SIMON: Mr. Mayor, are you and the governor on different pages this weekend?
DAVIS: I'm not so sure we're necessarily on different pages around the global context of we all want to see the economy jump-started. We all want to see lives saved. I think that while we share the concern around we want to be pro-business, we want to see businesses getting back into the swing of things, you cannot abandon the fact that human life and safety is tantamount to having a successful and thriving economy.
SIMON: May I ask, are you preparing for yet another surge in hospitals and medical care facilities with businesses reopening?
DAVIS: Well, I think that we're going to precipitate what potentially could be a surge.

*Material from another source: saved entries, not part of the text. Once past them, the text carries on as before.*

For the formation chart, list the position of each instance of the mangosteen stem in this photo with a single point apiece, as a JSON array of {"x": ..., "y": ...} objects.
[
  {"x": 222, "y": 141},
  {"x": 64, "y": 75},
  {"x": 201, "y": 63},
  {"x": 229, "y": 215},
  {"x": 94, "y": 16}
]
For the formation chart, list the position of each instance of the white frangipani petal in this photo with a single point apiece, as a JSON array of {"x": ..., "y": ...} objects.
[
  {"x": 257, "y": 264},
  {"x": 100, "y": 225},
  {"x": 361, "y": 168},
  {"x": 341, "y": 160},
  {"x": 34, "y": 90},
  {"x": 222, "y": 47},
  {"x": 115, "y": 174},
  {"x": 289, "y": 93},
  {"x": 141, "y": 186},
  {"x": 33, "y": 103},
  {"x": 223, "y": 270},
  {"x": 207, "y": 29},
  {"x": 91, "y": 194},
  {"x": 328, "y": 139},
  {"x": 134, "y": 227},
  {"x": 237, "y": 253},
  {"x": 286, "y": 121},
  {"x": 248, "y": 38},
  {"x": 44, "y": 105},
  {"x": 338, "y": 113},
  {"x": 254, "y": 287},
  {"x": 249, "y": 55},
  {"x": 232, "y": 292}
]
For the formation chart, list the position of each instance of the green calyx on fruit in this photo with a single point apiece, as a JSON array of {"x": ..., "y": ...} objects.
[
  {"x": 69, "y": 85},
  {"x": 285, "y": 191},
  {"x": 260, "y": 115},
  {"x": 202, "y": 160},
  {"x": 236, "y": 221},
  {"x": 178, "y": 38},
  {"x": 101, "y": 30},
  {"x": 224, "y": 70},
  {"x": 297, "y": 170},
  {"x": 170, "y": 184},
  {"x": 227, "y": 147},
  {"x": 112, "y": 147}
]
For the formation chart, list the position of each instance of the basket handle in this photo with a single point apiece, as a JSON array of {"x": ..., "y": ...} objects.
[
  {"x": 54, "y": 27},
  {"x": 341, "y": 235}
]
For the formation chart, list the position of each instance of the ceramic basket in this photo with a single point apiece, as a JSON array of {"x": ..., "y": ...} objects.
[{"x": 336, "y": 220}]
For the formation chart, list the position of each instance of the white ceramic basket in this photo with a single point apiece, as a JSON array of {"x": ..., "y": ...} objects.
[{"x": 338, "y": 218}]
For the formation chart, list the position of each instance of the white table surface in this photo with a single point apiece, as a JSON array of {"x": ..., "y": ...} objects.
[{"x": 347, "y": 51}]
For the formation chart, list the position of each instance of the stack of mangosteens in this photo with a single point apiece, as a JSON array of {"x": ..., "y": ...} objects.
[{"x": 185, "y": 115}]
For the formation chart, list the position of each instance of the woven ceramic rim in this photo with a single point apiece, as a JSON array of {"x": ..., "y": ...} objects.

When you look at the fact that all of the science experts tell us, Scott, that we haven't reached that peak in Georgia yet, when experts are consistently telling us that the three T's - we're not being able to conduct those things in large volumes, if you will.
The success of us getting our arms around COVID-19 are predicated on being able to sufficiently test, to be able to contact trace and then provide treatment, which coincides with the White House's phase plan for reopening. And to abandon that process in the middle of the fourth quarter I think puts us in jeopardy and in harm's way in terms of being able to flatten the curve and stop the spread of the virus.
When you look at the fact that just in Georgia alone, that as of Friday at noon, we've only conducted 107,000 tests in a state of 10.7 million - almost 11 million people and we've got 22,000 confirmed cases and almost 900 deaths in the great state of Georgia. And when I look at that and couple it with the fact that we still can't do more than 6,000 tests per day, I think we're woefully behind and it's impractical for us to be opening the state at this early a stage.
SIMON: Hardie Davis Jr. is the mayor of Augusta, Ga. Thanks so much for joining us, Mr. Mayor.